Жаль, хотелось бы немного сладкого напоследок. Впрочем, и так сойдет. Огонек рыжей бабочкой спускался вниз… множился, разлетался, и вот уже бабочек много… поймать бы одну… просто на память…
– Ненавидела, пойми же ты, она ненавидела Ольгушку так, что у меня и слов нету рассказать. – Татьяна бледна и спокойна, серая одежда, серое лицо, серые тени в уголках глаз, а сами глаза яркие, живые, с воспаленными стрелами сосудов и пылающей гневом радужкой.
Зачем я сюда пришла? В этой комнатушке, отведенной для встреч адвоката и его подопечной, душно, воздуха мало, он какой-то горячий, сплавленный вонью пропотевшего тела и запахом хлорки. И уйти нельзя, не могу я уйти, не выяснив все до конца.
– Ольгушка – ведь ребенок, настоящий ребенок, всему верит, всего боится. А эта… сука, – Татьяна облизнула губы, будто пытаясь стереть послевкусие слова. – Шантажировать начала, угрожать, сумасшедшей обозвала, а потом еще смеялась – до чего забавно выйдет. А мне Ольгушку жалко стало, она же не виновата, ни на секунду, ни в чем не виновата… и невменяема. Знаешь, в тот момент я поняла, что если убить Марту, если высвободиться от работы с ней… это как сделку с дьяволом расторгнуть, она бы не поставляла товар, а я бы не продавала, и белая пыльца для бабочек уходила бы из других рук… мне так хотелось стать свободной от этого… а она не отпустила бы.
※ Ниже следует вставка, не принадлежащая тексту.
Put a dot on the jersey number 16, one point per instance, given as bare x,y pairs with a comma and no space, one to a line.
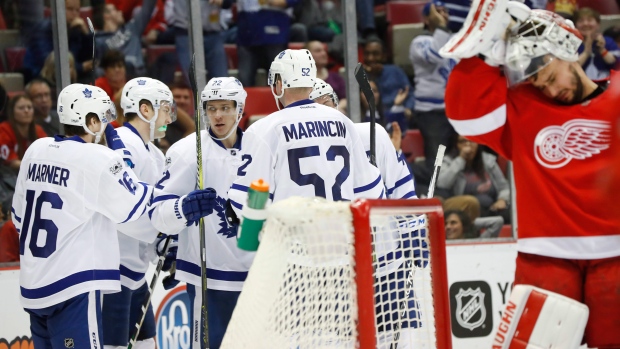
39,224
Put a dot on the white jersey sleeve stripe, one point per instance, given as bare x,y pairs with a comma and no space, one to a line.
399,183
368,186
245,189
69,281
15,215
482,125
135,208
409,195
164,198
224,275
130,274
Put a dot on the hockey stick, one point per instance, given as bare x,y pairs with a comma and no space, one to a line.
92,30
200,185
362,80
147,301
409,284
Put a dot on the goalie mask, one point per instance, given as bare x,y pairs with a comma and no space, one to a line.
323,92
540,39
296,68
223,89
154,91
76,101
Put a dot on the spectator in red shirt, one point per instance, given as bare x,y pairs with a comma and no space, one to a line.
19,131
114,74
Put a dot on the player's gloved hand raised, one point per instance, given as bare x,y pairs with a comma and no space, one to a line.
171,254
197,204
231,216
115,143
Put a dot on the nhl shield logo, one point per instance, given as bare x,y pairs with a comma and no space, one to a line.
470,310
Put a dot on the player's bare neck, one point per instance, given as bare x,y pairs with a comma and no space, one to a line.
142,128
230,141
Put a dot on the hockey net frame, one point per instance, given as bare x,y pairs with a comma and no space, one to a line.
357,309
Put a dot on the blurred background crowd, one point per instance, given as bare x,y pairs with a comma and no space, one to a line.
398,42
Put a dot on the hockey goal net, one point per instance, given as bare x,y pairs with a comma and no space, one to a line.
368,274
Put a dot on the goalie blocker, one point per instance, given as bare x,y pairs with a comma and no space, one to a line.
535,319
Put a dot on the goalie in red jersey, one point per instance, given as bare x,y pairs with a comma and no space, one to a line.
542,112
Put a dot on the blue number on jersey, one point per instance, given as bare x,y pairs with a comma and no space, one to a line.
248,160
294,155
127,183
40,224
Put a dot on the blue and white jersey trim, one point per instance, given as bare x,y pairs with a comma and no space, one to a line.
69,281
367,187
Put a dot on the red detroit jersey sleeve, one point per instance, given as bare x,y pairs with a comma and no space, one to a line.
558,152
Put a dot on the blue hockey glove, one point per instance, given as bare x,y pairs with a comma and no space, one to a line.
171,255
115,143
231,216
197,204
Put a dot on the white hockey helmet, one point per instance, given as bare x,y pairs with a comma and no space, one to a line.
151,90
296,68
321,88
227,89
533,44
76,101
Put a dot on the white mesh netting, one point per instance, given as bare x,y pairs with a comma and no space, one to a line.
301,290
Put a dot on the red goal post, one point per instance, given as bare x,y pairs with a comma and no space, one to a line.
362,274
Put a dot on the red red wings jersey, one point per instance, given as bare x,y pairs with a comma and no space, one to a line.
559,153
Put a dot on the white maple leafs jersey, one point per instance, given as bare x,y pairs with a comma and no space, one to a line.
396,176
227,265
136,253
306,149
68,198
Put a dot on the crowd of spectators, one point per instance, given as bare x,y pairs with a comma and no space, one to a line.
471,182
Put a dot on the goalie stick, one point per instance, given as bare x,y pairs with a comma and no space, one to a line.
409,282
362,80
147,301
92,30
200,185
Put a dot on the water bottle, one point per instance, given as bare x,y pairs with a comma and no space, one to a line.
254,216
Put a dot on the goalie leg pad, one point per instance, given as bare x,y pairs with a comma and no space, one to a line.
537,319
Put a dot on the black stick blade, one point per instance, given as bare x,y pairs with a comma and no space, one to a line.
192,75
362,80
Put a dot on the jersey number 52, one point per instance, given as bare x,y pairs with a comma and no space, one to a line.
294,155
39,224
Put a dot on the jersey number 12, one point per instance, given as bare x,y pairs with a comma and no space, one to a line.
39,224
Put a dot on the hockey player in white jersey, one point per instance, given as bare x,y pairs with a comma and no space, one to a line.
148,107
396,176
306,149
223,101
404,239
70,194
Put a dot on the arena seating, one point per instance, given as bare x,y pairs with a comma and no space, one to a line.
260,101
413,145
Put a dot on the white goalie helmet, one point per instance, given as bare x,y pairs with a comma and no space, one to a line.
76,101
321,88
151,90
533,44
296,68
228,89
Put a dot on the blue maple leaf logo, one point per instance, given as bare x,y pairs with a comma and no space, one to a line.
220,208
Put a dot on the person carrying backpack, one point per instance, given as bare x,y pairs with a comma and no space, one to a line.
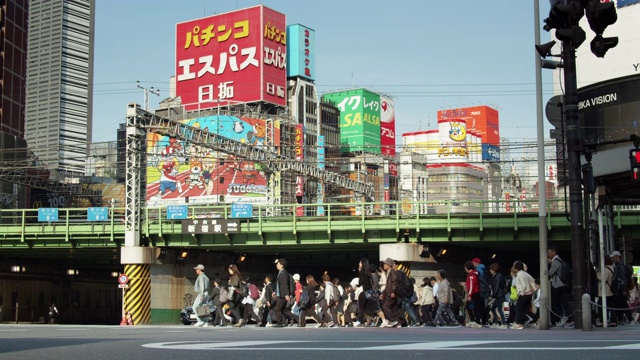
472,287
620,287
484,279
559,275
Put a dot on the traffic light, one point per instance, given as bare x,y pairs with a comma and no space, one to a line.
565,18
600,15
634,158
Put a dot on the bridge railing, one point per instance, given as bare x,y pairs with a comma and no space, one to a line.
397,209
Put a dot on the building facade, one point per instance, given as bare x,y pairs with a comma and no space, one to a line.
13,24
59,88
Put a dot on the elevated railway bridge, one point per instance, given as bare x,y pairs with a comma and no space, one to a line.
48,251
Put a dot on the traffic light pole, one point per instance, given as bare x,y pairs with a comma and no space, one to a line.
574,149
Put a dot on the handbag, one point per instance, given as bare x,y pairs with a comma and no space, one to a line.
203,310
370,294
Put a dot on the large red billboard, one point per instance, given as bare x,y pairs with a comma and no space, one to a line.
230,58
482,119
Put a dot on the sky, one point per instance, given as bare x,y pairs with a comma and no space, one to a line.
428,55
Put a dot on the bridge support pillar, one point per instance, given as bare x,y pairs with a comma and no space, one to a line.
137,297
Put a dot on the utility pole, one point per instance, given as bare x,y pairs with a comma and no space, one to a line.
564,17
542,188
146,94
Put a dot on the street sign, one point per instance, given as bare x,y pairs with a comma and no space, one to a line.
47,214
123,279
177,212
241,211
210,226
98,214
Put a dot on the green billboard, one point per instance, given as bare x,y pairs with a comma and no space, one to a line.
359,119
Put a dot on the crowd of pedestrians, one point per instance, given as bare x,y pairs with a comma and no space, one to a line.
382,295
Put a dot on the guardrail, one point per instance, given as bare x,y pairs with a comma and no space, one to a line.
20,227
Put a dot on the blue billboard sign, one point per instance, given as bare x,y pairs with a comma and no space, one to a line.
47,214
301,56
241,211
177,212
490,152
98,214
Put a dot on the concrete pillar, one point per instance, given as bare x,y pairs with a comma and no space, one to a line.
137,298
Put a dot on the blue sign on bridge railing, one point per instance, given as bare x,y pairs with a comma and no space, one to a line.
98,214
177,212
241,211
47,214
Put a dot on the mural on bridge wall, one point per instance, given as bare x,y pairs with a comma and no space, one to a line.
179,172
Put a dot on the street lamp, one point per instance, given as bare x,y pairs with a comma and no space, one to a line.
17,269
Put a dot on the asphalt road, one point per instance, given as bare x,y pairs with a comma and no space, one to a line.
39,342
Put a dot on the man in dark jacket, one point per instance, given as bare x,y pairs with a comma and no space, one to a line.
282,295
389,297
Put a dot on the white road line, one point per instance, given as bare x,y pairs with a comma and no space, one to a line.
438,345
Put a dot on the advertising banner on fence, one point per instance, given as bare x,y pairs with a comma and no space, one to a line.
179,172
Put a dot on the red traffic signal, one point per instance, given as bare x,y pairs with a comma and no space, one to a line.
600,45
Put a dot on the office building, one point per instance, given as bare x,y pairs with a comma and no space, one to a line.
58,114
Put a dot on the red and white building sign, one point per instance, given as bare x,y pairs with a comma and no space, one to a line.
299,157
229,58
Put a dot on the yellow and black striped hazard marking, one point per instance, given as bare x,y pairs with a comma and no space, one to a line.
137,298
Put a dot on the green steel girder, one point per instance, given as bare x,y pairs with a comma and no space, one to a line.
287,231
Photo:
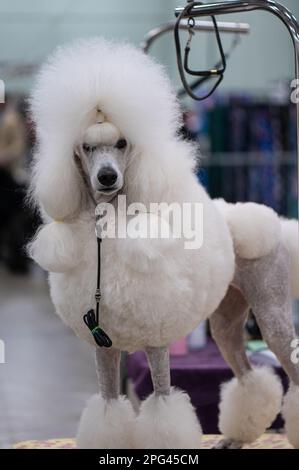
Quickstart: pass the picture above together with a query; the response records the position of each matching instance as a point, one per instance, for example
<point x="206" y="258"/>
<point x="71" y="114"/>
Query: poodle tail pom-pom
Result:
<point x="54" y="247"/>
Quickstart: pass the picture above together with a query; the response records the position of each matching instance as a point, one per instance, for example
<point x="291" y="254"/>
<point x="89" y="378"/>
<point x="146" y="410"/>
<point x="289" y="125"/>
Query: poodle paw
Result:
<point x="248" y="407"/>
<point x="228" y="444"/>
<point x="106" y="424"/>
<point x="167" y="422"/>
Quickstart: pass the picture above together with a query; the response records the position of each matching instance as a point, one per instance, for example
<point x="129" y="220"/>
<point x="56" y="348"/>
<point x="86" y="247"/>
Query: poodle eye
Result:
<point x="121" y="144"/>
<point x="88" y="148"/>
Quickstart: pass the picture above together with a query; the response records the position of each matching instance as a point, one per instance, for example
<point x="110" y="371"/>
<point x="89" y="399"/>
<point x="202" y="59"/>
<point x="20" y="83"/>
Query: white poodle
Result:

Руки дрожат, не у нее – у меня. Ольгушкино безумие было понятным хотя бы в той степени, в которой можно понять чужое безумие, а Татьяна – она другая.
Нормальная.
– Думаешь, не понимала, чем это все может закончиться? Понимала. И про срок, и про преступление, и про многое другое, сомневалась даже, но вот когда эта стерва заговорила о том, что собирается от Ольгушки избавиться… себе место освободить. Васька ей не нужен, зато есть Игорь-Игорек, к которому Дед благоволит. И сам Дед, на своих Мадоннах свихнувшийся. Он бы с радостью идею женитьбы поддержал, он на Ольгушку надышаться не мог только из-за того, что на портрет похожа, ну и Марту, надо полагать, простил бы, принял в семью, а дальше – дело техники. Не тебе рассказывать. Я вообще не понимаю, почему все это тебе говорю. – Татьяна опиралась локтями на стол, и тени рук, перекрещиваясь на гладкой поверхности, образовывали некое усеченное подобие креста. – Наверное, потому, что ты пришла. Никто из них, правильных и честных, несмотря на все свои грешки, не явился, адвокатом откупились, исполнили родственный долг, а ты пришла.